No documento O perigo do silêncio (páginas 48-52)

4.1 PSICOPATIA

4.1.1 História do conceito

É de Giordano Cardamo, professor de medicina da Universidade de Pavia, uma das primeiras descrições sobre Personalidade Psicopática como “improbidade”; referindo-se a um quadro em que não é alcançada a insanidade total, tendo em vista que essas pessoas mantêm a aptidão para dirigir sua vontade. (CARDAMO apud BALLONE, 2011).

Pablo Zacchia descreve em Questões Médico Legais concepções notáveis, que logo dariam significação às "psicopatias" e aos "transtornos de personalidade." (ZACHIA apud BALLONE, 2011).

Philippe Pinel, médico e filósofo, publica em 1801 seu Tratado sobre a alienação mental e fala de pessoas nas quais embora haja ausência do delírio, têm todas as características da mania, que chamava de “estados de furor persistente e

comportamento florido, distinto do conceito atual de mania.” (BERRIOS, 1993 apud BALLONE, 2011):

Dizia, no tratado, que se admirava de ver muitos loucos que, em nenhum momento, apresentavam prejuízo algum do entendimento, e que estavam sempre dominados por uma espécie de furor instintivo, como se o único dano fossem em suas faculdades instintivas. A falta de educação, uma educação mal dirigida ou traços perversos e indômitos naturais, podem ser as causas desta espécie de alteração. (PINEL, 1988 apud BALLONE, 2011).

No entanto John Locke asseverava que não poderia haver mania sem prejuízo do intelecto, o comprometimento intelectual manifestado normalmente através do delírio era condição para que os juízes dessa época declarassem a insanidade do indivíduo. Essa idéia era contraposta por Prichard e Pinel, pois para eles a insanidade poderia existir sem o comprometimento intelectual sugerindo ainda o adoecimento independente de mais duas funções mentais, a afetividade e a vontade. (BALLONE, 2011).

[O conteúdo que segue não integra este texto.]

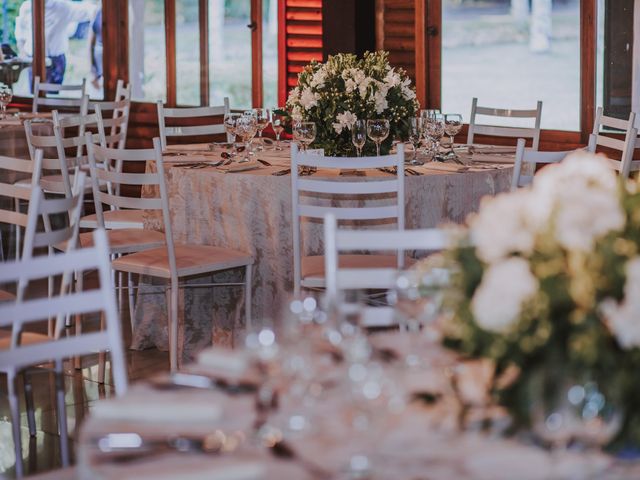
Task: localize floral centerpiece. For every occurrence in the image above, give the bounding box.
[445,153,640,446]
[287,51,419,157]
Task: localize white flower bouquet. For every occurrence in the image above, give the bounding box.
[445,152,640,445]
[287,51,419,156]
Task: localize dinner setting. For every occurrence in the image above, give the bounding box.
[0,0,640,480]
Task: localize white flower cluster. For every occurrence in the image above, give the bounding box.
[471,257,538,333]
[470,152,625,263]
[600,257,640,349]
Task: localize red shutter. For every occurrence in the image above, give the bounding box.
[278,0,322,105]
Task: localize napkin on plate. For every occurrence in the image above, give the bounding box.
[91,388,222,424]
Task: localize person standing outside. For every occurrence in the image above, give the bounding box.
[15,0,95,84]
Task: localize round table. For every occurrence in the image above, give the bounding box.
[132,146,513,359]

James Cowles Prichard publica em 1835 o Tratado Sobre a Loucura e Outros Distúrbios que Afetam a Mente3, referindo-se a Insanidade Moral. “A partir dessa obra, o historiador G. Berrios (1993) discute o conceito da Insanidade Moral como o equivalente ao nosso atual conceito de psicopatia.”(PRICHARD apud BALLONE, 2011).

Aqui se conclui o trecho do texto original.